What We Do

Privacy is rarely the bottleneck people think it is. The bottleneck is usually a product organization that treats privacy as a review gate rather than a design constraint, and a privacy program that cannot articulate what it is optimizing for. We help clients navigate these kinds of structural challenges. We help design data products and infrastructure that make the privacy and utility trade-offs explicit and empirical.

Our team has shipped first-of-their-kind privacy infrastructure at global platform scale, advised regulators on the next generation of privacy law, and built privacy-respecting products from scratch.

How We Help

We work best with clients who are trying to do something hard with sensitive data — release a dataset, build a research program, ship a product into a regulated market — and need a privacy approach that survives both technical and regulatory scrutiny. We bring the technical literacy to evaluate PETs honestly, the policy fluency to engage with regulators, and the product discipline to ship something real.

Representative Work

Working Paper is a small firm by design. The work below reflects what you're hiring when you hire us — engagements led at Working Paper, and the senior careers our principals brought with them.

Privacy-enhancing technologies, end to end. Through a Senior Fellowship at the Future of Privacy Forum, we lead the subject-matter work on the NSF- and DOE-funded Research Coordination Network on Privacy Enhancing Technologies. We have built a global network of PETs practitioners, developed public guidance on expanding data sharing while meeting legal and ethical best practices, and worked with global privacy regulators to create a clearer regulatory environment for broader PETs usage.

First-of-their-kind privacy infrastructure at scale. We co-designed and delivered the first differentially private Facebook dataset, the first Facebook remote-access research tool, and the privacy infrastructure for the largest consented social science experiment ever conducted. We developed the internal frameworks Meta used to make privacy, security, utility, and impact trade-offs in data-sharing decisions. These frameworks informed major dataset releases including the Privacy-Preserved URLs dataset and the social mobility dataset published in Nature.

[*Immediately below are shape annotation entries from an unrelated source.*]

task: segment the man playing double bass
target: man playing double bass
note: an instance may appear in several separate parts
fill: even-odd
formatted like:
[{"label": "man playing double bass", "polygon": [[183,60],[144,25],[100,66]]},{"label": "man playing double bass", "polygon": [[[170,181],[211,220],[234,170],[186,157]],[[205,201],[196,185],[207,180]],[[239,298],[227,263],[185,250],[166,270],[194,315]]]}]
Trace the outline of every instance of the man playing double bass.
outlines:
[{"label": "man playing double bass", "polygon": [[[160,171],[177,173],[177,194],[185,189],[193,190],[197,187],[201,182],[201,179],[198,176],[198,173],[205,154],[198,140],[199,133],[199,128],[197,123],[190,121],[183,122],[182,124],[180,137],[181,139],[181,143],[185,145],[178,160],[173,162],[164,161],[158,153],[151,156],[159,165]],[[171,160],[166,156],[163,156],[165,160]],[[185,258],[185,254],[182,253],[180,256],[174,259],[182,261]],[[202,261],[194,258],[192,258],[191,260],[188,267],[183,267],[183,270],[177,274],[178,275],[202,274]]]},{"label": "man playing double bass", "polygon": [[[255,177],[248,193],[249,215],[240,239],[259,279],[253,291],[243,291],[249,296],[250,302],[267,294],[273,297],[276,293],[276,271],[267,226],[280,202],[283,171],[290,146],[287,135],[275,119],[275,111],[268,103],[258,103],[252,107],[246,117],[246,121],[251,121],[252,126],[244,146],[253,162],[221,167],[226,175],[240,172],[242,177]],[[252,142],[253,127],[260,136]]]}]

Privacy as a product strategy. At Yobi, a privacy-centric AI startup, we built the integrations and compliance systems that enabled ethically consented data acquisition and privacy-safe third-party data enrichment for Fortune 500 clients. We also managed privacy strategy and program implementation for Durin.ai's residential access-control system, ensuring that privacy was a core feature of the product itself — from the hardware upwards — not just compliance with GDPR, CCPA, and the EU AI Act.

GDPR and DSA data access. We founded and helped lead the EDMO multi-stakeholder working group that wrote the code of conduct for research data sharing under Article 40 of GDPR — the same framework that subsequently informed implementation of the Digital Services Act. Inside Meta, we led DSA Article 40 compliance interpretation and authored position papers that informed the resulting EDMO Code of Conduct.

Frontier AI privacy and confidentiality benchmarking. We product manage MLCommons' frontier AI privacy and confidentiality benchmarking initiative, applying the rigor we have brought to platform-scale data sharing to the privacy questions raised by frontier-model evaluation, agent infrastructure, and high-stakes deployments.

Privacy for agentic systems. We lead the Future of Privacy Forum Frontiers workshops on agentic infrastructure, re-identification research, and spatial privacy — helping the privacy community develop the analytical frameworks it will need for the next generation of AI products. We have also contributed to the NIST differential privacy deployment registry, helping document real-world DP deployments so practitioners can learn from each other.

Responsible data practice in low- and middle-income countries. We launched the Responsible Data Initiative at Medic, designing institutional policies and software practices to operationalize patient data rights for an open-source platform serving community health in low- and middle-income countries. Published at the ACM CHI conference, the work articulates the institutional pre-work required to make sense of a fragmented global data protection landscape and to design software that goes above and beyond regulatory compliance.

Open-source privacy infrastructure. We advise the Open Commons Consortium on data sharing, privacy, governance, and social science best practices, in support of Gen3 — OCC's open-source platform for privacy-preserved analysis and regulatory compliance.